Hans Van Bylen, who previously ran Henkel's beauty-care business, took over as CEO on May 1 after Kasper Rorsted left to lead Adidas. It's quite a move for Rorsted: Shares of Adidas are on a tear, with the Euro 2016 and Copa America soccer tournaments (and potentially the Olympic Games) helping to drive sneaker and sportswear demand, while Henkel's shares have lost momentum. Rorsted's surprise departure -- which came just a few months after he said Henkel's growth goal would keep him there through next year -- and then him subsequently calling that goal a stretch were a one-two punch to Henkel.

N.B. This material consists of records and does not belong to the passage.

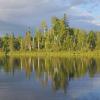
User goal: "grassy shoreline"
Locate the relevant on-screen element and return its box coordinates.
[0,51,100,57]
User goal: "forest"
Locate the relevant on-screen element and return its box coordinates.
[0,14,100,54]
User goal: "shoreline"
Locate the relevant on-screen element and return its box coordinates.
[0,51,100,57]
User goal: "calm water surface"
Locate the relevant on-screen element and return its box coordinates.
[0,57,100,100]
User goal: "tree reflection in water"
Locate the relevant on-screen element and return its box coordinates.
[0,57,100,92]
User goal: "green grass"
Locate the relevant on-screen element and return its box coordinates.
[0,50,100,57]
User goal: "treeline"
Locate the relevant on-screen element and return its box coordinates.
[0,14,100,53]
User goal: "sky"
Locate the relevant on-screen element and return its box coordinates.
[0,0,100,32]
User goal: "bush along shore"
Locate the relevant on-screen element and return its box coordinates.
[0,14,100,56]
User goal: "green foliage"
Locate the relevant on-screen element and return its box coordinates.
[0,14,100,54]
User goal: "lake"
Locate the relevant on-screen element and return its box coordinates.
[0,57,100,100]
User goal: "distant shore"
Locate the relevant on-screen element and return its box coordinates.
[0,50,100,57]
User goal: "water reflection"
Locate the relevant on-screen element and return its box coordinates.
[0,57,100,92]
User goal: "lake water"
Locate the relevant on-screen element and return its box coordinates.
[0,57,100,100]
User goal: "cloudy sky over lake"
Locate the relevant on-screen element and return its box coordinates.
[0,0,100,32]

As I wrote last month, there's another consumer-products business out there that might be worth a look from Henkel before anyone else grabs hold of it, and that's Church & Dwight. The $13 billion company makes Arm & Hammer baking soda, which it's put into a slew of products to get the most out of the brand. It also makes Trojan condoms. While Church & Dwight did recently shoot down speculation that it was in talks with any suitors, there's a lot for an acquirer such as Henkel to like (read more here).
Back to the Vogue purchase Henkel lost out on -- it's an interesting move for J&J. The $312 billion company seems to be reaffirming its commitment to its consumer division, which is J&J's smallest revenue generator, as the rest of the pharmaceutical industry goes through a breakup phase. Other giants, such as Merck, have been divesting their consumer and over-the-counter items to focus on lucrative medicines. But J&J continues to buck the trend, choosing to hold onto its baby products, Band-Aids and Neutrogena skin care, and investors seem to be fine with that: Its stock hit a record in May.
It's been a while since Henkel made a big acquisition. Two years ago, it paid $1.3 billion for France's Spotless Group. Companies shouldn't do deals for the sake of it, and Henkel's 20 billion-euro revenue goal could even be considered somewhat arbitrary. But with growth increasingly tough to come by for these conglomerates, it makes sense to pounce when good assets come up for sale. Henkel, come on, vogue.
This column does not necessarily reflect the opinion of Bloomberg LP and its owners.